There are no grey areas in Fighting , one man will lose and the other will win , this is why I love this game . Controversial calls , judging , and fan support can always add to the drama but in the end 1 will stand and 1 will fall . Hats off to Dustin and his team he stayed calm under pressure and fought beautifully this makes us 1-1 . In no way will I judge Godard harshly , We have the same Job ! he has to make decisions in split seconds just like I do , and he makes them with my health and my opponents in mind . What’s done is done . As for Mark Henry calling for an elbow in the heat of the moment . An angled elbow is an incredible shot from the position I was in , it’s actually the only shot you can throw . We simply had a miscommunication, it happens in war more often than not , this was a case of “friendly fire” and we ended up on the losing end of this battle . But let’s remember Ricardo and Mark are also responsible for my UFC world title , and wins over some of the greatest fighters in the UFC , He’s the hardest worker on our team , obsessive, detailed , and pushes us all to understand the opportunity we have in front of is on a world stage . He’s my coach , friend , and Been a mentor of mine for longer than most of you know . Losing is never satisfying , I don’t lose often but when I do I grow the most as a person/fighter . Adjustments will be made , if anything this loss will add to the joy of my next Victory ! I want to thank my team , coaches , my family , and everyone who supports me in this journey . My family especially, the sacrifice falls on the back of my wife and our children . We experience great Joy in our victories and incredible Pain in our losses but our only other option is to avoid the experience and feel nothing at all . We are grateful to be able to fight every time the walk is made to the octagon , and anxiously awaiting the the opportunity to make that walk again . Thank you @ufc . I was brought here , not to win , but to entertain…. Are you not entertained ???? T.H.N.Q

Post udostępniony przez Eddie Alvarez (@ealvarezfight)
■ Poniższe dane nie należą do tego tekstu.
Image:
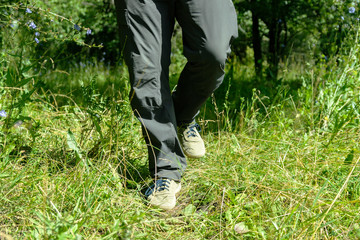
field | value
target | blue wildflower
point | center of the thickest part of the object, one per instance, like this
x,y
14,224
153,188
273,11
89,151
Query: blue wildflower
x,y
32,25
77,27
3,113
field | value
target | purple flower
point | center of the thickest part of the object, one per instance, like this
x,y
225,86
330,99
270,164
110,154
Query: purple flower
x,y
32,25
18,123
77,27
3,113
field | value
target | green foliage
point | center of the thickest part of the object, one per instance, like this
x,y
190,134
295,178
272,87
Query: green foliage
x,y
282,160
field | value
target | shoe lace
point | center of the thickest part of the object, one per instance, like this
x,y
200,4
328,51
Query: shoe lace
x,y
192,128
159,185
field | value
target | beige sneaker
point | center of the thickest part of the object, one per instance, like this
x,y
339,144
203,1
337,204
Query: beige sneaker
x,y
191,141
162,193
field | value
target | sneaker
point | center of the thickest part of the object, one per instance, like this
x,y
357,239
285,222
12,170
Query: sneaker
x,y
191,141
162,193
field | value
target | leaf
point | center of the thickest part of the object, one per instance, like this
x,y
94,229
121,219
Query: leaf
x,y
72,144
241,228
189,210
349,158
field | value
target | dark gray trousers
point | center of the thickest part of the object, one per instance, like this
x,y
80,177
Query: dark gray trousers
x,y
146,27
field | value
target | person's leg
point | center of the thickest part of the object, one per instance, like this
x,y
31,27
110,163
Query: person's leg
x,y
208,28
146,28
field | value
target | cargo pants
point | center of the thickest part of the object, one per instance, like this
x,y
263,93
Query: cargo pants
x,y
146,28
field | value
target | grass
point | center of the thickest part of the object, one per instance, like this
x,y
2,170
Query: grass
x,y
274,179
278,167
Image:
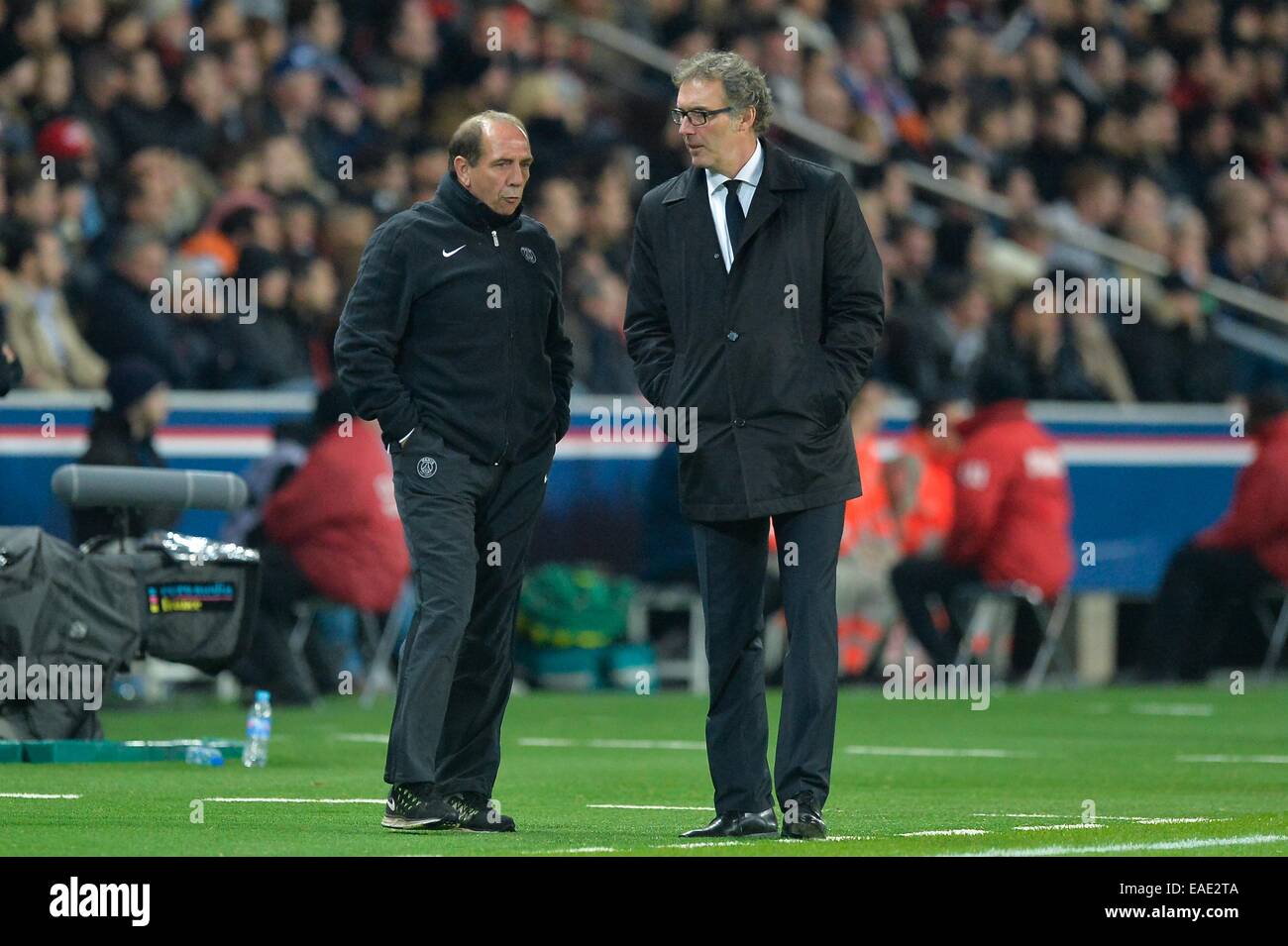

„Nie ma szarości w walce, jeden facet przegrywa, a drugi wygrywa, to dlatego tak kocham tę grę. Kontrowersyjne decyzje, sędziowanie i fani zawsze mogą dodać trochę dramaturgii od siebie, a na końcu jeden ustoi, a drugi upadnie. Czapki z głów dla Dustina i jego teamu, pozostał spokojny pod presją i pięknie zawalczył, a więc mamy 1-1. W żadnym wypadku nie oceniałbym Goddarda tak surowo. Mamy tę samą robotę do wykonania! On też musi podjąć decyzję w ułamku sekundy tak jak ja, mając na względzie moja zdrowie, jak i moich rywali. Co się stało, to się nie odstanie. Tak jak Henry’emu zdarzyło się wołanie o łokcia w przypływie chwili. Łokcie pod kątem są niesamowitym posunięciem w pozycji, w której byłem. W zasadzie, to jedyny cios, jaki możesz zadać. Po prostu się nie zrozumieliśmy, podczas wojen dzieje się to często, to był przypadek „przyjacielskiego ognia”, w efekcie czego, przegraliśmy bitwę. Ale pamiętajmy, że Ricardo [Almeida] i Mark [Henry] stoją za moim sukcesem zdobycia pasa mistrzowskiego i zwycięstwami z najlepszymi zawodnikami w UFC. On pracuje najciężej na sukces naszego teamu – obsesyjnie skrupulatny. Pomaga nam zrozumieć szanse, jakie mamy na światowym poziomie. Jestem moim trenerem, przyjacielem i był mentorem dłużej niż większość z Was zdaje sobie sprawę. Przegranie nigdy nie zadowala. Nie często przegrywam, ale gdyby to robię, dorastam jako człowiek/zawodnik. Poprawię parę rzeczy. Jeśli już – ta porażka doda mi więcej radości do mojego następnego zwycięstwa. Chcę podziękować moim trenerom, rodzinie, i wszystkim, którzy mnie wspierają w mojej podróży. Zwłaszcza rodzinie, poświęcenie szczególnie dotyka moją żonę i dzieci. Mamy niebywałą radość podczas zwycięstw i okrutny ból podczas porażek, ale jedyną opcją jest unikanie obu i nie doświadczać niczego. Jesteśmy wdzięczni, będąc w stanie walczyć, za każdym razem, kiedy podążam do oktagonu i z niecierpliwością oczekując na powtórzenie tego. Dziękuję Wam, UFC. Nie sprowadzili mnie tu, żeby wygrywać, ale, żeby dawać rozrywkę, a czy Wy bawiliście się dobrze?”